01 -
At this point, if you're making vegan queso from scratch, do that. If not, just grab the store-bought version.
02 -
Melt coconut oil in a large pan over medium heat. Add the plant-based ground and taco seasoning. Cook for about 5–7 minutes till it’s browned and mixed well. Set this aside in a bowl.
03 -
Put the vegan queso, cooked plant-based ground, tortillas, tortilla chips, salsa, chopped tomatoes, lettuce, cilantro, and mashed avocado all out on your workspace so you can put everything together easily.
04 -
Get a large tortilla and lay it flat. In the center, spread some vegan queso but leave a 4–5 cm space around the edges.

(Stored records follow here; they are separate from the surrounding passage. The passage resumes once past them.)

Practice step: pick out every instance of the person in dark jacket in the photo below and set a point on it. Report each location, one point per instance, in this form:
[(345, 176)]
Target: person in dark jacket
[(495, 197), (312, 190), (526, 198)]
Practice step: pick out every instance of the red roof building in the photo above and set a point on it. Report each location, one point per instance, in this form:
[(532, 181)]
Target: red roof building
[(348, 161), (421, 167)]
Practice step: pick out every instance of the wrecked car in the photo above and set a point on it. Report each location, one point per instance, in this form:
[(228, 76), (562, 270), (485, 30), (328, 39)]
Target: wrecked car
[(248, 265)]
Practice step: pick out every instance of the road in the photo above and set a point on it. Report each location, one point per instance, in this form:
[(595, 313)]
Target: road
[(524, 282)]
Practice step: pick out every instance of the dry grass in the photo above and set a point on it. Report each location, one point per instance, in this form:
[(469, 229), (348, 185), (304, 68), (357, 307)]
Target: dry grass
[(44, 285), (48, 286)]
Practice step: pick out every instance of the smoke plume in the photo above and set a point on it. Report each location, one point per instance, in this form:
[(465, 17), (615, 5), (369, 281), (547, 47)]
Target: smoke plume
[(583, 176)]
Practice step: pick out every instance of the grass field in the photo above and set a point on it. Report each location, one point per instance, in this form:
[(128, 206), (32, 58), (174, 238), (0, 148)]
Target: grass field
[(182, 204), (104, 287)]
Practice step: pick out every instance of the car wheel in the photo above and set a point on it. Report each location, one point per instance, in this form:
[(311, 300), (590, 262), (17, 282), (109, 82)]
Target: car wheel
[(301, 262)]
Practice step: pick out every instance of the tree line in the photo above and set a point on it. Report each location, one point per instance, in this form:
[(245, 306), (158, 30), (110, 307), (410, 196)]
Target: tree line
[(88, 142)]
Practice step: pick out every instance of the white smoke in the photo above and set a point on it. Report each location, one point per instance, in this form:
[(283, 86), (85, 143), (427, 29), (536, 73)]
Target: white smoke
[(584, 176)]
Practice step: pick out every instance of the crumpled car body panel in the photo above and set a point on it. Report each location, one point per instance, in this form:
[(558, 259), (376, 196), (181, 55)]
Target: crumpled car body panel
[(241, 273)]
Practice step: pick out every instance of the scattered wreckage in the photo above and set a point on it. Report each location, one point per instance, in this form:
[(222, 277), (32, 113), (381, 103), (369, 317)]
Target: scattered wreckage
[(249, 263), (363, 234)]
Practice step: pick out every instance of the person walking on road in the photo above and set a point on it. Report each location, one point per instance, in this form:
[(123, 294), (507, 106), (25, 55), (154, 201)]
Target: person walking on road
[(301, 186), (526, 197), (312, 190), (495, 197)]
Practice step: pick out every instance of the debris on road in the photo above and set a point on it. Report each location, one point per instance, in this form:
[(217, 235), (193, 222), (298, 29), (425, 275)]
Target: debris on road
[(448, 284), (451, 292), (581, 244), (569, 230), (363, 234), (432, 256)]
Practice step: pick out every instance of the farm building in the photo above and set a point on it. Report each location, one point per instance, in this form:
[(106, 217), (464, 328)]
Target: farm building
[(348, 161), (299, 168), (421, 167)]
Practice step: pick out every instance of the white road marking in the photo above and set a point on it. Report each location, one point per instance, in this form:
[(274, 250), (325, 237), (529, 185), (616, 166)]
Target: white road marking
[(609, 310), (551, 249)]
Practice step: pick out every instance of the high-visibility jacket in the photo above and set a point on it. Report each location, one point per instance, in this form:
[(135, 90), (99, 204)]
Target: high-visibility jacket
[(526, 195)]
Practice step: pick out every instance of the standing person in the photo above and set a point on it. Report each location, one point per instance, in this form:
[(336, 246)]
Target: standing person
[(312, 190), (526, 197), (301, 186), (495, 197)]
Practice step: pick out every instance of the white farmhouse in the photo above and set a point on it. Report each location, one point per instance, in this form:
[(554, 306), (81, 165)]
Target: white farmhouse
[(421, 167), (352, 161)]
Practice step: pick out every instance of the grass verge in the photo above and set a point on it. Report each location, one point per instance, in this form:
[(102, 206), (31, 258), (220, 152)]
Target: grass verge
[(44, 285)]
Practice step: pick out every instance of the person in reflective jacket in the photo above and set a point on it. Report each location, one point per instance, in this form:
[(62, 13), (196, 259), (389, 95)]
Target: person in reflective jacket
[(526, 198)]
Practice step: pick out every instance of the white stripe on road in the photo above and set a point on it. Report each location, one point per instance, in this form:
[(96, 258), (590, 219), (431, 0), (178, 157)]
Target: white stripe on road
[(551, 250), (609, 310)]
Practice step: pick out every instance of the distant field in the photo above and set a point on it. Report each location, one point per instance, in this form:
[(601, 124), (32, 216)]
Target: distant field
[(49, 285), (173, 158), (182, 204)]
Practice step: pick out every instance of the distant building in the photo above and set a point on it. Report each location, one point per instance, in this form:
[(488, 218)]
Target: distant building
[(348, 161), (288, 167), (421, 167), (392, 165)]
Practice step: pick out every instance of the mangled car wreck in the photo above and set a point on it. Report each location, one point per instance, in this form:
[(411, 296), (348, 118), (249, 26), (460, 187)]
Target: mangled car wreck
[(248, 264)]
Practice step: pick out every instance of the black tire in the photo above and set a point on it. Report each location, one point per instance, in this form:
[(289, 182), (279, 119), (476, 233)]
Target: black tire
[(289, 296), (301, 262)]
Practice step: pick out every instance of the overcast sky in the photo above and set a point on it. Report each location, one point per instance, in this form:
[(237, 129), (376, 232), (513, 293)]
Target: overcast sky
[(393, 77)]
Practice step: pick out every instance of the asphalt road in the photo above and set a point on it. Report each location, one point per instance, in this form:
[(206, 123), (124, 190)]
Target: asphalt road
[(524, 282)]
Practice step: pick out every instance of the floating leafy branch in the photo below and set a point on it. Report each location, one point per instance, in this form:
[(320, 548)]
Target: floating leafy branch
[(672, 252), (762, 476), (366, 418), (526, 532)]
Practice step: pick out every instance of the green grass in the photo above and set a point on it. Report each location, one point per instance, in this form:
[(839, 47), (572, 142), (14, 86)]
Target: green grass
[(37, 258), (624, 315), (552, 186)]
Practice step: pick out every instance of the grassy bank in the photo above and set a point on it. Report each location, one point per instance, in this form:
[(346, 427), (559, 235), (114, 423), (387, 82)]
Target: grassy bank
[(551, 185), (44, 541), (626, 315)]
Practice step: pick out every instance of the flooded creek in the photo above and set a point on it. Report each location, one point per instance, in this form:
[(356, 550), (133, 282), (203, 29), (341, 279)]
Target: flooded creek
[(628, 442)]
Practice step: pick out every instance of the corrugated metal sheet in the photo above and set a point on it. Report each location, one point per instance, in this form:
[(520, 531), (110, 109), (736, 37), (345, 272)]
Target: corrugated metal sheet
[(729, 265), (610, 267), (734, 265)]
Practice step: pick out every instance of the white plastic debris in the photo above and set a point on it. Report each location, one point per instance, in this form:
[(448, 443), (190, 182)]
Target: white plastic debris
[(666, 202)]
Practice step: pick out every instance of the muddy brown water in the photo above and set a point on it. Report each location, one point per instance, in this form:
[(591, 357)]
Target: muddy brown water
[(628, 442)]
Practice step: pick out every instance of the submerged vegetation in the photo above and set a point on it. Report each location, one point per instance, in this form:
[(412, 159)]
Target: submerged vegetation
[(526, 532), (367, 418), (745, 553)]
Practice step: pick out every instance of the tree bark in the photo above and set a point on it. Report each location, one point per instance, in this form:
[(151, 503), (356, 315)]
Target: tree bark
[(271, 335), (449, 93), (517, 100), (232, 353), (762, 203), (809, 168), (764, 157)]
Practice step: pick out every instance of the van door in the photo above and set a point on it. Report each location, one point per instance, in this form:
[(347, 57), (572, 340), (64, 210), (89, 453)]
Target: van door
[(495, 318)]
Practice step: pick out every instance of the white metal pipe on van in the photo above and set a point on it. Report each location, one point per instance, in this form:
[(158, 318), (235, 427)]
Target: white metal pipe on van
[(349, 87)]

Top with the cooked plant-based ground, arrange the tortilla chips in a circle pointing towards the middle, then add salsa, tomatoes, lettuce, cilantro, and mashed avocado.
05 -
Put a small tortilla or a quarter of the large one on top of the fillings. Fold the sides of the large tortilla over everything to completely seal the wrap.
06 -
Heat some olive oil in a clean skillet over medium heat. Place the wrap with the seam side down and fry for about 2–3 minutes until it's golden and crispy. Flip it over and do the same for the other side.
07 -
Take it out of the skillet, cut it in half, and enjoy right away. Keep making and frying the rest of the wraps.